Mr Patrushev said the attack showed the threat the terrorism presents to Russia.

At least two explosions were heard at the venue, Crocus City Hall, on the western edge of Moscow, where hundreds of fans had gathered for a concert by Russian rock band Picnic.

Videos posted on Russian messaging apps showing huge plumes of black smoke rising over the building.

'Huge tragedy'

Moscow Mayor Sergei Sobyanin described the attack as a “huge tragedy”.

About 100 people were evacuated by rescue services from the basement of the venue as riot police were deployed to the area.

Intense gunfire could be heard in several videos shown by Russian media and posted to Telegram channels.

One video showed two men with rifles moving through the venue, while another showed a person inside the auditorium saying the assailants had set it on fire, as gunshots rang out in the background.

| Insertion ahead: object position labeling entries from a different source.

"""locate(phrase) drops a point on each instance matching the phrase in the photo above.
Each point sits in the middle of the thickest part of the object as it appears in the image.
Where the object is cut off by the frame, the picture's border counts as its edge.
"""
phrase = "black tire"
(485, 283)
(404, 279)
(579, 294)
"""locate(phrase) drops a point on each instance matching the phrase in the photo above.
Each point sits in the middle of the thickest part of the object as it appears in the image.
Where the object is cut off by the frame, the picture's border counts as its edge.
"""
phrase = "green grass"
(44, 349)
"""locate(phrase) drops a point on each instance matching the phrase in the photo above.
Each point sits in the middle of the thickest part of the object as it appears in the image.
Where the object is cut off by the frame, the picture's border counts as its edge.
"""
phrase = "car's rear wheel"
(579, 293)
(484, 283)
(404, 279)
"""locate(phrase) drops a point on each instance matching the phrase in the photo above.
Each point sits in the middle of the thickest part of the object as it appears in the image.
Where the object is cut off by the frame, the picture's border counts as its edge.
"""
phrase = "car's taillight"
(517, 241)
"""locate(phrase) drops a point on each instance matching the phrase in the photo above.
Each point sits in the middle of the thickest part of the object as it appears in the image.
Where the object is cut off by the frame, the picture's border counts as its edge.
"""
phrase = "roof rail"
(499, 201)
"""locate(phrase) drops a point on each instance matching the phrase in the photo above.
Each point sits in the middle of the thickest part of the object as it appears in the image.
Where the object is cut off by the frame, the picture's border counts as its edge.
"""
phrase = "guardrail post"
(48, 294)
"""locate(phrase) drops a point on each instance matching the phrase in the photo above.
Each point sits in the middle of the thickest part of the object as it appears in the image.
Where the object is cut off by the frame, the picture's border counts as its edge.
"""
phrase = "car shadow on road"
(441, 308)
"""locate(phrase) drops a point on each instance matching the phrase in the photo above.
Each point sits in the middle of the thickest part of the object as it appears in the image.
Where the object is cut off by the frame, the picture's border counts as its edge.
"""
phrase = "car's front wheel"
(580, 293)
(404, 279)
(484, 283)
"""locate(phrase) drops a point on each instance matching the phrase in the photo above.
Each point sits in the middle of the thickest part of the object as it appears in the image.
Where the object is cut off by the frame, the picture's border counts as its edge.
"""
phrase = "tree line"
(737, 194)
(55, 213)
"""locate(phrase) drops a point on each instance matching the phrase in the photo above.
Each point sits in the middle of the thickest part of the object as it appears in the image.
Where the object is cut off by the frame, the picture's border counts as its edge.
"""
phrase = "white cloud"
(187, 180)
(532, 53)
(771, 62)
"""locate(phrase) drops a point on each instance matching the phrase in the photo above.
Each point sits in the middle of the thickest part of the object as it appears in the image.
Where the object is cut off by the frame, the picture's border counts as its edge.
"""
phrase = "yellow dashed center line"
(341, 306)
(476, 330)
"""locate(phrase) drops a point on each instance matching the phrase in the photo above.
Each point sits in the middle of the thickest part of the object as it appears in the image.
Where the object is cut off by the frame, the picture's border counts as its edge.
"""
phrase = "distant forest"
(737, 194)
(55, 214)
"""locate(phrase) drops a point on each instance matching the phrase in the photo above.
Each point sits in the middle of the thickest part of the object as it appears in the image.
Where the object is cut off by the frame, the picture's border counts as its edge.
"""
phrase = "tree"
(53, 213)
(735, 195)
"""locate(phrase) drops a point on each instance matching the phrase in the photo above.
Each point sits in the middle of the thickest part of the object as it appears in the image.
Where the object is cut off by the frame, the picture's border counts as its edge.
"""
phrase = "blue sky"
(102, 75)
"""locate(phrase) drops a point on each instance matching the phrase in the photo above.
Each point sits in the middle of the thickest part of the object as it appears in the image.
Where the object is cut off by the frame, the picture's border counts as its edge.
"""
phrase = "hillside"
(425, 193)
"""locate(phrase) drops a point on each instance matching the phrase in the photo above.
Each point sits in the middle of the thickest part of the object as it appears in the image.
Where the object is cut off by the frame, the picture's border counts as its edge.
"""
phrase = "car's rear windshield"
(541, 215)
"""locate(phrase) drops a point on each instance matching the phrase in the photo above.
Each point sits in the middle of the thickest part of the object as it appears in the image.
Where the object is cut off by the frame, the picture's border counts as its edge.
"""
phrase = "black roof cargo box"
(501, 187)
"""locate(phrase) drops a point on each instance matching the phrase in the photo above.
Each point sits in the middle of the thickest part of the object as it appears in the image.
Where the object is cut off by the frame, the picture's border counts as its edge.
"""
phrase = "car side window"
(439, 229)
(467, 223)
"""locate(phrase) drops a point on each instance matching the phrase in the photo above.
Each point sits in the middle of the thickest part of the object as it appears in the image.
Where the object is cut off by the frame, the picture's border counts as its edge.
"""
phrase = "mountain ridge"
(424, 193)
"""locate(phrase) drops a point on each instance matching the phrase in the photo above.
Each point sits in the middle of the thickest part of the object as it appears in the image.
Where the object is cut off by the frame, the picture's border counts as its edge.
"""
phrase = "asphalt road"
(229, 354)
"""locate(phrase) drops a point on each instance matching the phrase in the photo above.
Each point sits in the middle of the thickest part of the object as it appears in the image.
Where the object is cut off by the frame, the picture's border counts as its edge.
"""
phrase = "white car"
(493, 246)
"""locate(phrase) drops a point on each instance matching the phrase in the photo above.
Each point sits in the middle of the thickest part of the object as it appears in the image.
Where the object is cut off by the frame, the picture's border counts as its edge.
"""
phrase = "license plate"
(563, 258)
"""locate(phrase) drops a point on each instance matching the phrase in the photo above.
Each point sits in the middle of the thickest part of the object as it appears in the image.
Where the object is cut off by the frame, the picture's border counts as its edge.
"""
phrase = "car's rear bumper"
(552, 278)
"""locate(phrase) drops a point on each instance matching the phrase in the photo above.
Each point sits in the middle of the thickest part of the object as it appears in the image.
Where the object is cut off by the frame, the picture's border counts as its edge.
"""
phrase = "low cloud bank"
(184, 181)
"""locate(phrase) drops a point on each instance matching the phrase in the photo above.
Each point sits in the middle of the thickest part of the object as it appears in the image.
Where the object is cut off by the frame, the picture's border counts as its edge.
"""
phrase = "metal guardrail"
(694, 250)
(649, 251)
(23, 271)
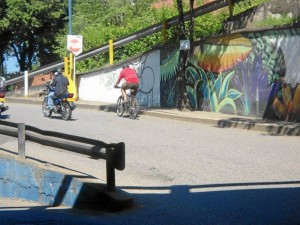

Guards at the concert hall did not have guns and some might have been killed at the start of the attack, Russian media reported.

Some Russian news outlets suggested that the assailants fled before special forces and riot police arrived.

Dozens of ambulances took the injured to the Sklifosovsky emergency care institute in Moscow.

A helicopter helped tackle the fire at the concert venue, Tass reported.

All large-scale sporting, cultural and other public events will be cancelled in Moscow this weekend, Mr Sobyanin said.

Security measures at Moscow airports and railway stations are being increased.

Senior Russian security official and ex-president Dmitry Medvedev said on Friday that the gunmen behind the attack should be hunted down and killed.

“All of them must be found and ruthlessly destroyed as terrorists,” Mr Medvedev, deputy chairman of Russia's Security Council, said on his official Telegram account.

A statement by Ukraine's Ministry of Foreign Affairs strongly rejected involvement in the attack, and said such accusations were “a planned provocation by the Kremlin”.

The statement also claimed that Russia has a “long history of bloody provocations by its special services”.

“There are no red lines for Putin's dictatorship,” it added.

The UAE's Ministry of Foreign Affairs stated its “strong condemnation of these criminal acts and its permanent rejection of all forms of violence and terrorism”.

The French Foreign Ministry said its thoughts were with the victims and the Russian people in a post on X on Friday evening.

It called the images out of Moscow “terrible” and said that “light must be shed on these odious acts”.

French President Emmanuel Macron, in a statement, said he “firmly condemns this terrorist attack” and said France stood in solidarity with the victims.

“The images are just horrible,” US National Security Council spokesman John Kirby said.

“Our thoughts obviously are going to be with the victims of this terrible, terrible shooting attack. This is going to be a tough day, so our thoughts are with them.”

The attack followed a statement issued earlier this month by the US embassy in Moscow that urged Americans to avoid crowded places in the Russian capital, including concerts, in view of “imminent” plans by extremists to attack large gatherings.

The warning was repeated by several other western embassies.

President Putin, who secured another six years in office in the March 15-17 elections, this week denounced the western warnings as an attempt to intimidate Russians.

Mr Putin was informed in the first minutes of the attack and was regularly being updated, the Kremlin said.

“The president constantly receives information about what is happening and about the measures being taken through all relevant services. The head of state gave all the necessary instructions,” Kremlin spokesman Dmitry Peskov said.